Tout en faisant de nouvelles rencontres, il va recroiser la route de ceux – et surtout celles – qu’il a aimé.
Démarrant sur les chapeaux de roue de bicyclette, Le voyage en pyjama musarde avec légèreté, mais aussi un brin de nostalgie, sur les chemins de la filmographie de Pascal Thomas. Suivant à la trace son héros, aussi Dilettante que Chaud Lapin, il renoue avec Les Maris, les Femmes, les Amants et les trains qui ont fait son succès, tout en dressant une galerie de portraits de Zozos délicieusement surannés.
Confidences pour confidences, tout en réitérant son amour pour le cinéma (de Fritz Lang à Blake Edwards) le cinéaste se moque des modes ou, même, d’être à la mode.

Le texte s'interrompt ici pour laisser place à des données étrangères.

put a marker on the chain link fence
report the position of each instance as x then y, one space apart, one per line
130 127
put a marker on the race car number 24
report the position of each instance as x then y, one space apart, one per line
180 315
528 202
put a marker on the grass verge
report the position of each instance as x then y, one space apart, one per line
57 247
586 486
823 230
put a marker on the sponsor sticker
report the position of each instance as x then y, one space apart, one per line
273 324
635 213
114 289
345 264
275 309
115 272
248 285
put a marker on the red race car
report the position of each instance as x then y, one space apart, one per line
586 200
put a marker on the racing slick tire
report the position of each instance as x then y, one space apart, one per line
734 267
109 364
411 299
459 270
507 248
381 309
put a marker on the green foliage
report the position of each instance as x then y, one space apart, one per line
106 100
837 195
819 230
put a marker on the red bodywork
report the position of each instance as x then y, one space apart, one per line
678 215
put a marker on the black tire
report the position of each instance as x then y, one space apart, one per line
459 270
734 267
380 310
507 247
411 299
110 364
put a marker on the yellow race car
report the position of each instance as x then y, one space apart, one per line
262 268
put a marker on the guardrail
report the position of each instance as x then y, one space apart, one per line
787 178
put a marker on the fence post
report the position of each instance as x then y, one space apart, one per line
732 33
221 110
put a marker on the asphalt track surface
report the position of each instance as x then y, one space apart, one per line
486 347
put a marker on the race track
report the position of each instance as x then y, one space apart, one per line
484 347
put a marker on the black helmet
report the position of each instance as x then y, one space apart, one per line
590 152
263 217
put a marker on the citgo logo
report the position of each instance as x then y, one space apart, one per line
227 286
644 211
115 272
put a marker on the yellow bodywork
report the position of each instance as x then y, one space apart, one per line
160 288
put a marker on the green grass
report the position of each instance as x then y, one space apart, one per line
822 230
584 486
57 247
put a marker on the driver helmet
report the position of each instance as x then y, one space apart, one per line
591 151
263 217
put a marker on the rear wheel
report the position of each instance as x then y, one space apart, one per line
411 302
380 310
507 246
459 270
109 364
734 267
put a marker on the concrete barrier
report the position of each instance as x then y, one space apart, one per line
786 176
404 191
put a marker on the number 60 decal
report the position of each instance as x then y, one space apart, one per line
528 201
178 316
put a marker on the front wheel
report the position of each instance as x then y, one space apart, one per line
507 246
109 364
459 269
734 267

Il semble dire à la société ainsi qu’à la bien-pensance en vogue : Pleure pas la bouche pleine, quitte à gentiment mettre La pagaille autour d’une discussion sur la GPA ou sur la féminisation du mot auteur.
Mon petit doigt m’a dit… que, proche de L’Heure zéro, le cinéaste brocarde malicieusement toutes ces avancées et, Associés contre le crime… avec Victor, revendique (À cause des filles..?) son droit au vaudeville et à continuer de rêver à toutes Celles qu’on n’a pas eues.
Alors même si la distribution hétéroclite laisse un peu à désirer, il serait dommage de passer à côté de cette petite escapade hors du temps portée par les jolies musiques de Reinhardt Wagner, La surprise du chef qui ressemble à un joli dernier tour de piste.
Joli patchwork de références ! Voilà qui me donne bien envie d’aller le voir.